The default behavior in the R language is to neglect any variables in the design matrix that are clearly linearly dependent to others.

Here, the

`Adiff`

variable, which is included last, has been neglected from the model.

When there is actually linear dependence between the variables, it is possible to rectify this by methods of data compression, e.g. singular value decomposition, among other techniques.
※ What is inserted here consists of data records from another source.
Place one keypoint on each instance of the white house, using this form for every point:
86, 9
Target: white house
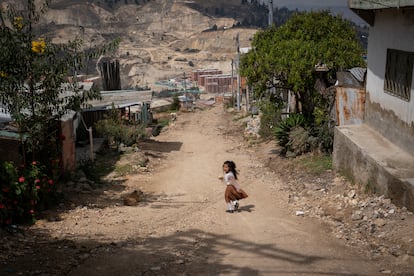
379, 153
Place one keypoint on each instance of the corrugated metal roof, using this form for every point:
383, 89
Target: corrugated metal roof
346, 79
359, 73
379, 4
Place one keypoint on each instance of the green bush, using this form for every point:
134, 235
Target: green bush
26, 190
114, 130
298, 140
269, 119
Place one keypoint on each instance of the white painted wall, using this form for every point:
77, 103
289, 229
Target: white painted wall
392, 29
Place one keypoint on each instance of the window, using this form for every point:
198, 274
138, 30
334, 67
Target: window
398, 73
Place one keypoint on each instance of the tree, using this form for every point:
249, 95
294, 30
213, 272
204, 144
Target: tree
286, 56
34, 76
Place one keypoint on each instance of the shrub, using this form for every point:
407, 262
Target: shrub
269, 119
298, 140
26, 190
120, 133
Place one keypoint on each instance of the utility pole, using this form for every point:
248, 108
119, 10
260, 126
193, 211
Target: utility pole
238, 72
185, 91
232, 83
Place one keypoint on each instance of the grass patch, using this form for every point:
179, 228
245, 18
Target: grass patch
315, 164
104, 164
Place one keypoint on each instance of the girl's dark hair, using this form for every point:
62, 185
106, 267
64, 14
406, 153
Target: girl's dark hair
232, 167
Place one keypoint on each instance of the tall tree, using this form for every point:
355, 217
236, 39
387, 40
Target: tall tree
286, 56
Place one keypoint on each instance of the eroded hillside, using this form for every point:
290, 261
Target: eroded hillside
159, 39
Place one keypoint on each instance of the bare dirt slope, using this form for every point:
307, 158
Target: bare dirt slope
180, 227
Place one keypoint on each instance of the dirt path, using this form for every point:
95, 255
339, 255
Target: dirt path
184, 230
181, 227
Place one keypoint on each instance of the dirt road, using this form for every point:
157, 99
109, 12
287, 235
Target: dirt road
181, 227
184, 230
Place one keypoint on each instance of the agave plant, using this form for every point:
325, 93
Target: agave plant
283, 129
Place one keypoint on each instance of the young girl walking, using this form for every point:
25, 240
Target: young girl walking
233, 192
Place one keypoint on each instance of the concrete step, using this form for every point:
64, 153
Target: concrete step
373, 161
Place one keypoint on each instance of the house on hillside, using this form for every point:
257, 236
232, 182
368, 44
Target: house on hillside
379, 153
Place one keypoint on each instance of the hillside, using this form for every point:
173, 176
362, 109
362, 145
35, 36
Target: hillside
160, 39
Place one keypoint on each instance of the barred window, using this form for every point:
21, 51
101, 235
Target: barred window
398, 73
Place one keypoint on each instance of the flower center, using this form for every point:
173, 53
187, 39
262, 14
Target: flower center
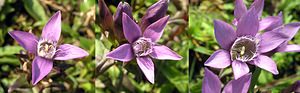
46, 48
142, 46
244, 49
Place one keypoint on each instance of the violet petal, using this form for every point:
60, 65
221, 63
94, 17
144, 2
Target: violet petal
290, 29
27, 40
131, 30
163, 52
290, 48
271, 22
271, 40
67, 52
154, 13
40, 68
123, 7
211, 82
258, 6
122, 53
156, 29
266, 63
52, 29
239, 69
248, 24
224, 34
147, 66
219, 59
240, 85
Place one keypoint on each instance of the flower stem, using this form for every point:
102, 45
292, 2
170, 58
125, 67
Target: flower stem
254, 79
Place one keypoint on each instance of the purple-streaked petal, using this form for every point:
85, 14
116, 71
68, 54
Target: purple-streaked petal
271, 40
147, 66
248, 24
290, 29
122, 53
240, 9
258, 6
163, 52
290, 48
52, 29
123, 7
239, 69
271, 22
219, 59
156, 29
67, 52
27, 40
240, 85
154, 13
106, 18
224, 34
211, 82
131, 30
40, 68
266, 63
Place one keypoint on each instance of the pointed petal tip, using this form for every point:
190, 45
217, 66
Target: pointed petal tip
147, 67
164, 53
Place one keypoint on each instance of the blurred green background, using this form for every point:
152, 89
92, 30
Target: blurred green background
190, 33
201, 30
78, 24
170, 76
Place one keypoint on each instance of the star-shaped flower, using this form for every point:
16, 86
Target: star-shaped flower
212, 84
46, 49
142, 46
244, 45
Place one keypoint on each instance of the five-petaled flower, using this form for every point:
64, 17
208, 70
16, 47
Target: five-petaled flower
245, 45
212, 84
143, 46
271, 23
46, 49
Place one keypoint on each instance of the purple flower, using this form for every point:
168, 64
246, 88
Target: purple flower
113, 24
46, 49
212, 84
271, 23
142, 46
244, 46
268, 23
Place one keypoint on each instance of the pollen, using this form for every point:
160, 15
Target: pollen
142, 46
244, 49
46, 48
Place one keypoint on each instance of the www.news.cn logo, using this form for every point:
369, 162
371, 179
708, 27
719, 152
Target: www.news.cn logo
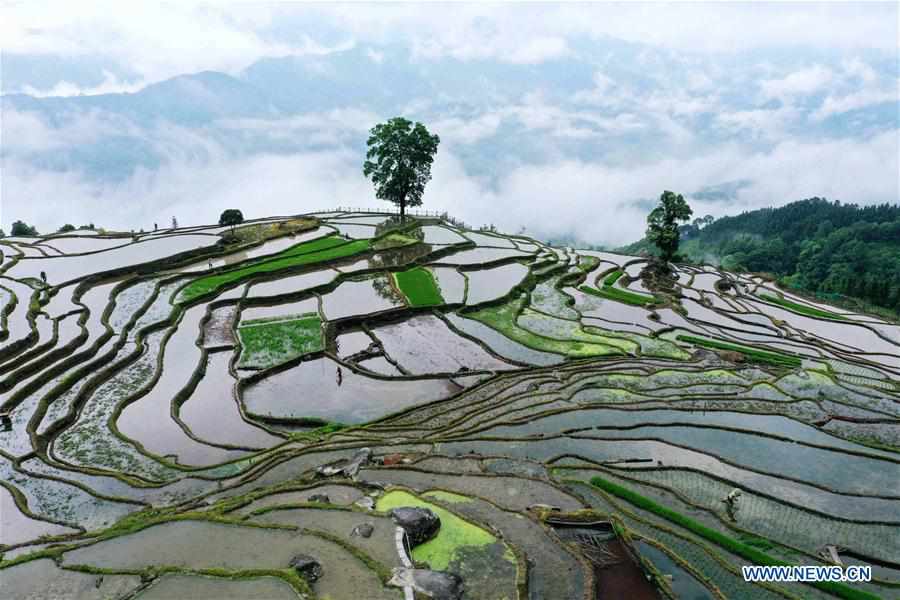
850, 574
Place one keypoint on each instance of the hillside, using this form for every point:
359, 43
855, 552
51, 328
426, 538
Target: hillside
834, 251
208, 412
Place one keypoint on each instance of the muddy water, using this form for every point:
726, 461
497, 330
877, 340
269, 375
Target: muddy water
16, 527
292, 284
502, 345
309, 305
214, 397
67, 268
352, 342
424, 345
204, 545
490, 284
196, 587
353, 298
43, 580
148, 420
451, 283
435, 234
311, 390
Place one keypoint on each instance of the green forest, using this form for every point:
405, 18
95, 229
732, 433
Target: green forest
834, 251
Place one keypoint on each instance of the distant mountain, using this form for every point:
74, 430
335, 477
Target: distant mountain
825, 248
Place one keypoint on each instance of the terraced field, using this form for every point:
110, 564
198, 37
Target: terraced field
188, 411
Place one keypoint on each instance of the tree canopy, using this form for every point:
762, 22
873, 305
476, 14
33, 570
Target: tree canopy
231, 216
23, 228
662, 223
399, 161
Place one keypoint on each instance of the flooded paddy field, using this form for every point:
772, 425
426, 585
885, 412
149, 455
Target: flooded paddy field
353, 408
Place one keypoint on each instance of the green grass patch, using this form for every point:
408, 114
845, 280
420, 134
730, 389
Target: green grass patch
454, 535
419, 287
613, 277
803, 309
746, 551
764, 356
619, 295
268, 342
306, 253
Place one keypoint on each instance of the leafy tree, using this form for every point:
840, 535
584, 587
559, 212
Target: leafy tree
23, 228
231, 216
399, 161
662, 223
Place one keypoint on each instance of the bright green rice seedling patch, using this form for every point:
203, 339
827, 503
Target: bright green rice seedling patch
419, 287
746, 551
454, 534
773, 358
803, 309
268, 342
307, 253
613, 277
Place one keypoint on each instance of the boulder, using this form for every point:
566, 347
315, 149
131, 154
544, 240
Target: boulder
363, 530
438, 585
306, 566
420, 524
360, 458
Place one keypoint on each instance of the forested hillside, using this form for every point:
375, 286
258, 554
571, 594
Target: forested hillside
826, 248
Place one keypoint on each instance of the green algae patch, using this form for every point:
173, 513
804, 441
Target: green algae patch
503, 318
803, 309
268, 342
776, 359
455, 537
307, 253
419, 287
448, 497
747, 548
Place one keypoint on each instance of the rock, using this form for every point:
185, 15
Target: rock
363, 530
361, 457
538, 506
366, 502
420, 524
392, 459
306, 566
438, 585
328, 470
732, 356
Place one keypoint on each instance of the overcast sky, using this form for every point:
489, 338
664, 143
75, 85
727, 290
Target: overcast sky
562, 119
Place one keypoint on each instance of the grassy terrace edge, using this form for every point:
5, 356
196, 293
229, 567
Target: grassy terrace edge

What is more problematic is when the columns are

**very close to being dependent**, and it isn't clear if this is due to noise.

```
set.seed(123)
Adiffe <- gala$Adiff+0.001*(runif(30)-0.5)
lmod <- lm(Species ~ Area+Elevation+Nearest+Scruz +Adjacent+Adiffe, gala)
sumary(lmod)
```

```
Estimate Std. Error t value Pr(>|t|)
(Intercept) 3.2964e+00 1.9434e+01 0.1696 0.8668
Area -4.5123e+04 4.2583e+04 -1.0596 0.3003
Elevation 3.1302e-01 5.3870e-02 5.8107 6.398e-06
Nearest 3.8273e-01 1.1090e+00 0.3451 0.7331
Scruz -2.6199e-01 2.1581e-01 -1.2140 0.2371
Adjacent 4.5123e+04 4.2583e+04 1.0596 0.3003
Adiffe 4.5123e+04 4.2583e+04 1.0596 0.3003
n = 30, p = 7, Residual SE = 60.81975, R-Squared = 0.78
```

- Here it is possible to fit a model, but the standard error is extremely large.